It was another disastrous factory orders report this month.
- December factory orders fell 2.9%
- Durable goods orders -5.0%, nondurable goods -0.8%
- November factory orders revised from -0.2% to -0.7%.
- Core capital goods orders fell steep 4.3%
- Inventories rose 0.2%
- The inventory-to-sales ratio rose again which portends weakness for future hiring and production.
- Shipments fell a steep 1.4%
The Econoday Consensus Estimate was -2.8%, nearly on the mark in a range of -3.7% to +0.2%. It’s mind-boggling that an economist would predict a rise. Are they throwing darts?
Core Capital Spending
Year-over-year core capital spending by manufacturers has been in negative territory for eleven months. Core capital spending is defined as nondefense capital goods, excluding aircraft.
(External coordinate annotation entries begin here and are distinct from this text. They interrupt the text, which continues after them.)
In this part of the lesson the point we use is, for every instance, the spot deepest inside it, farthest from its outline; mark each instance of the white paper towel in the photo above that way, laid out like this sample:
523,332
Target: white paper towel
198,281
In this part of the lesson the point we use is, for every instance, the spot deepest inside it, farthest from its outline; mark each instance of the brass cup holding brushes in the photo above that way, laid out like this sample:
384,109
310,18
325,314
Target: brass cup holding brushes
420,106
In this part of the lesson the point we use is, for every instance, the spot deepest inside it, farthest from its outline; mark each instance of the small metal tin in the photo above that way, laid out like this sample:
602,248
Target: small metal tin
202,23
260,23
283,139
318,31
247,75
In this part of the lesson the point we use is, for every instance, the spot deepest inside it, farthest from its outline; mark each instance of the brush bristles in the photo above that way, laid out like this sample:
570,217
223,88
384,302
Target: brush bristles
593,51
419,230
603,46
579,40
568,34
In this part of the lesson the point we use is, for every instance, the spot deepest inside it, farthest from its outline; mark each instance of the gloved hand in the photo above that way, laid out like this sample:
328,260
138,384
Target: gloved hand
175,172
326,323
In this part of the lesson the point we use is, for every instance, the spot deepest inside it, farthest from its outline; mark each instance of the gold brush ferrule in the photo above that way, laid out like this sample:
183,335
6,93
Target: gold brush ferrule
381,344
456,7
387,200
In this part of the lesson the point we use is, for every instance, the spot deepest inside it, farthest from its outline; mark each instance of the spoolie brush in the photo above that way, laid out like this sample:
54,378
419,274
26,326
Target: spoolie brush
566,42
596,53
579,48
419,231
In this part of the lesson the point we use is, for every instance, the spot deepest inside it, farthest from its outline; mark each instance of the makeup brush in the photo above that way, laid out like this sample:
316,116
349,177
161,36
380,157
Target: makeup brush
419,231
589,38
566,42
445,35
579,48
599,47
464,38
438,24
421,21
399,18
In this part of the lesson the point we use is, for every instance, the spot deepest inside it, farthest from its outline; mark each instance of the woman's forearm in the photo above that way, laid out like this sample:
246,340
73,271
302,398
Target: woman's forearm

The chart appears as if spending was positive last October, but that reading is -0.3%
Case for Recession Builds
- ISM Negative 4th Month, Employment Shows Significant Declines.
- Non-Manufacturing ISM Cracks Appear: 8 of 18 Industries in Contraction
- Portion of US Treasury Yield Curve Inverts.
- Like Lemmings Over a Cliff: Fed to Test Negative Interest Rates
With this disastrous report and a clear slowing of the service economy, a recession has arrived. Given NBER dating mechanisms, we may not know for another year!